Cameroun – Enseignement catholique : Les enseignants maintiennent la pression sur l’archevêché de Douala

Les enseignants crient leur colère | © CAMERPOST/JN
Les enseignants crient leur colère | © CAMERPOST/JN

Pour la deuxième journée consécutive, ils ont observé un sit-in devant l’archevêché de Douala.

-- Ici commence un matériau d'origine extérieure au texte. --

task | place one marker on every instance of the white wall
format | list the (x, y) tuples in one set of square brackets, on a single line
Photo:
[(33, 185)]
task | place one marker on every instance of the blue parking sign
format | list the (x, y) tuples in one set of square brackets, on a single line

« Nous ne reprendrons pas les cours tant que nos revendications ne seront pas prises en compte ». Ces paroles prononcées par un enseignant gréviste d’une école catholique de l’archidiocèse de Douala en disent long sur la détermination des maîtres et maîtresses en colère. Ce 12 novembre 2015, les manifestants se sont retrouvés à l’esplanade de la cathédrale dès 7 heures 30, plus déterminés qu’avant. Après s’être rassemblés, ils ont prié puis exécutés en rang tel des élèves l’hymne nationale du Cameroun, pour finir par des chants de revendications ponctués de coups de sifflets et de youyous. Ce, devant le regard des forces de l’ordre médusés. Au-delà de leurs revendications qui portent sur l’amélioration de leur condition de vie et de travail, les manifestants s’indignent contre l’indifférence de l’archevêque de Douala. « Depuis qu’il est arrivé hier, il n’a même pas daigné se rapprocher de nous. Il reste cloîtré dans son palais », affirmé un manifestant. Ce dernier souligne par ailleurs que cette attitude n’est pas pour arranger les choses. « C’est du mépris et c’est dommage que ça vienne d’un archevêque, je suis vraiment très déçu », conclut-il.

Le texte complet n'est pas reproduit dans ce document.